In the figure (i) given below, two circular flower beds have been shown on the two sides of a square lawn ABCD of side 56 m. If the centre of each circular flower bed is the point of intersection O of the diagonals of the square lawn, find the sum of the areas of the lawn and the flower beds.

Area of lawn ABCD = (side)²

= (56)² = 3136 m².

In square,

Length of diagonal (AC) = $\sqrt{2}$ side = $56\sqrt{2}$ m.

Since, diagonals of square are equal and bisect each other,

∴ AO = OC = OD = OB.

Radius of quadrant ODC = Radius of quadrant OAB = $\dfrac{AC}{2} = \dfrac{56\sqrt{2}}{2} = 28\sqrt{2}$ m.

Area of quadrant ODC = Area of quadrant OAB = $\dfrac{1}{4}πr^2$

$= \dfrac{1}{4} \times \dfrac{22}{7} \times 28\sqrt{2} \times 28\sqrt{2} \\[1em] = 22 \times 28 \times 2 \\[1em] = 1232 \text{ m}^2.$

Since, diagonals of square divide it into four equal triangles.

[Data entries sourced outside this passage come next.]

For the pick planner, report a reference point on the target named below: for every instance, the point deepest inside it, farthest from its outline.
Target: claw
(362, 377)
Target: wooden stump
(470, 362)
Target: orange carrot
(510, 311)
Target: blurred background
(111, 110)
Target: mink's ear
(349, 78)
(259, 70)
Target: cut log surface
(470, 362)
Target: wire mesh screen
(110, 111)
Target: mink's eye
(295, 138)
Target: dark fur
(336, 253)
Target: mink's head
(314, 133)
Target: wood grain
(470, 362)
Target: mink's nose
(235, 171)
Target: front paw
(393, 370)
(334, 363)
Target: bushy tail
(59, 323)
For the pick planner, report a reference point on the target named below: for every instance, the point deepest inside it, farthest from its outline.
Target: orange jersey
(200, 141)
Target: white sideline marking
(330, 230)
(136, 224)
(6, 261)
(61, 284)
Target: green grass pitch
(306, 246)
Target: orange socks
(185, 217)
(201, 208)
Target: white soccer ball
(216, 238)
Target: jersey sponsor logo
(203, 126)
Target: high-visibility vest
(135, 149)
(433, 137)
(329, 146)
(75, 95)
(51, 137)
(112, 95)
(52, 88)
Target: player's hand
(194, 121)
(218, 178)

Area of △ODC = Area of △OAB = $\dfrac{\text{Area of square}}{4} = \dfrac{3136}{4}$ = 784 m².

From figure,

Area of flower bed = Area of quadrant ODC - Area of △ODC

= 1232 - 784 = 448 m².

Since there are two flower beds so area = 2 × 448 = 896 m².

Area of lawn and flower beds = 3136 + 896 = 4032 m².

Hence, sum of the areas of the lawn and the flower beds = 4032 m².